Government response to Augar recommendations
The government has now given its response to the Augar recommendations in the form of two consultations. One, which has been widely covered, affects the financial terms of students loans. This has distributional consequences for students, as analysis by the Institute of Fiscal Studies shows, and reduces the budget deficit in the short-term.
The second consultation potentially has more direct implications for university social sciences. It covers issues such as potential student number caps for particular subjects (in addition to the Office for Students proposals to use employment metrics of courses at individual HEIs in its regulation of HEIs), minimum entry requirements, changes to Foundation Years funding and provision, as well as a discussion of vocational education.
It is unclear whether the announcement of an additional £900m for strategic priorities and teaching infrastructure will include social science infrastructure, such as data labs and support for survey infrastructure. AcSS Fellows should ensure their universities consider the implications for the social sciences in their responses. AcSS will of course be responding.
Government White Paper on Levelling up
The White Paper on Levelling Up sets out 12 ‘missions’, with some metrics, which will serve as government aspirations. A general view is that the ‘missions’ look sensible and the contextual discussion is interesting. The White Paper uses much social science evidence and provides opportunities for universities to use social science in their levelling up work. Much will depend on how much real political devolution happens to encourage local policy-makers and businesses to work with local universities. So there are opportunities to welcome in the White Paper, and issues – especially of implementation – to question.
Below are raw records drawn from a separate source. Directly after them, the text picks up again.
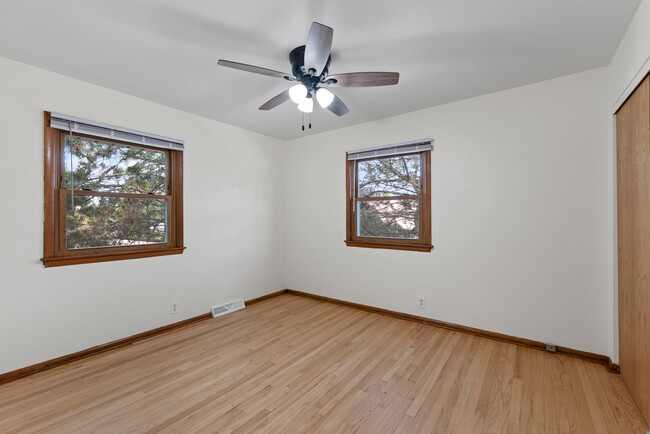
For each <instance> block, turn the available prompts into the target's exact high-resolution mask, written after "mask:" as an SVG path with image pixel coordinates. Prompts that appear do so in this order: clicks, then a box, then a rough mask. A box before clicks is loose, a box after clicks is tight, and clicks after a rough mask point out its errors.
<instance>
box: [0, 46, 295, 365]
mask: <svg viewBox="0 0 650 434" xmlns="http://www.w3.org/2000/svg"><path fill="white" fill-rule="evenodd" d="M0 77H2V80H0V130H1V131H2V133H3V135H2V137H3V139H2V144H1V145H0V146H2V169H1V170H0V184H1V185H2V186H3V187H2V189H1V190H0V203H1V204H2V205H1V207H0V239H1V240H2V249H0V373H2V372H7V371H11V370H14V369H18V368H21V367H24V366H27V365H31V364H34V363H38V362H41V361H44V360H48V359H51V358H54V357H58V356H61V355H65V354H69V353H73V352H75V351H79V350H82V349H85V348H89V347H92V346H95V345H99V344H103V343H106V342H109V341H112V340H115V339H120V338H123V337H126V336H129V335H132V334H135V333H139V332H142V331H145V330H150V329H153V328H156V327H159V326H162V325H165V324H169V323H172V322H176V321H180V320H183V319H185V318H189V317H192V316H196V315H200V314H203V313H206V312H208V311H209V309H210V306H211V305H212V304H216V303H219V302H225V301H229V300H232V299H234V298H238V297H243V298H244V299H250V298H254V297H257V296H260V295H264V294H267V293H270V292H272V291H277V290H280V289H283V288H284V278H283V272H284V269H283V263H284V259H283V254H282V249H283V246H284V244H283V240H284V237H283V234H282V233H281V228H282V227H283V226H282V224H281V220H282V215H281V212H282V207H281V206H279V204H280V203H281V201H282V200H283V195H282V192H281V191H280V189H279V186H280V182H279V178H278V177H279V176H280V175H278V173H280V171H279V167H280V165H281V164H282V155H281V152H278V151H279V150H281V148H282V147H281V144H280V142H278V141H277V140H275V139H271V138H269V137H266V136H262V135H259V134H255V133H251V132H248V131H245V130H241V129H238V128H235V127H231V126H228V125H224V124H221V123H218V122H214V121H211V120H208V119H205V118H201V117H198V116H194V115H191V114H188V113H184V112H181V111H178V110H173V109H170V108H167V107H164V106H161V105H157V104H154V103H151V102H147V101H144V100H140V99H137V98H134V97H131V96H128V95H124V94H121V93H118V92H114V91H111V90H107V89H104V88H100V87H97V86H93V85H90V84H87V83H84V82H80V81H78V80H74V79H71V78H66V77H64V76H61V75H57V74H53V73H50V72H47V71H44V70H41V69H37V68H34V67H31V66H27V65H24V64H20V63H17V62H14V61H11V60H7V59H3V58H0ZM206 97H209V96H206ZM215 97H216V96H215ZM44 110H48V111H56V112H60V113H65V114H69V115H73V116H78V117H82V118H86V119H91V120H95V121H100V122H105V123H109V124H114V125H118V126H123V127H127V128H132V129H136V130H141V131H146V132H151V133H155V134H160V135H164V136H169V137H175V138H179V139H183V140H185V142H186V151H185V154H184V172H185V173H184V175H185V176H184V199H185V245H186V246H187V250H186V251H185V253H184V254H183V255H173V256H166V257H159V258H148V259H138V260H129V261H118V262H106V263H100V264H88V265H76V266H67V267H58V268H47V269H45V268H43V266H42V265H41V263H40V261H39V259H40V258H41V257H42V253H43V111H44ZM172 300H174V301H178V302H179V306H180V312H179V313H178V314H176V315H173V316H172V315H170V313H169V303H170V301H172Z"/></svg>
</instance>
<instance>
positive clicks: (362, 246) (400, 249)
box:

Office for Students (OfS) proposals
The Office for Students (OfS) has issued its policy proposals for addressing quality and value for university courses and given various talks about what they would mean. Our response will focus on the employment outcome measures and what they may mean for different subjects in different areas of the country. Social science leaders in universities in England and Wales should be looking at the potential impact of these measures closely. The employment metrics will also interact with the government’s announcement on student funding rules.
Other policy developments
Research Professional reports that the Department for Business, Energy and Industrial Strategy (BEIS) has now announced that no further grants will be made under the Global Challenges Research Fund, the Newton Fund or the Fund for International Collaboration, worth £2 billion to date. Existing projects will continue to be funded but no new grants will be offered. Instead, BEIS says that a new model of international science collaboration will be developed that will combine Official Development Assistance funds with non-ODA funding. There is likely to be a hiatus in funding international collaborations or global development projects.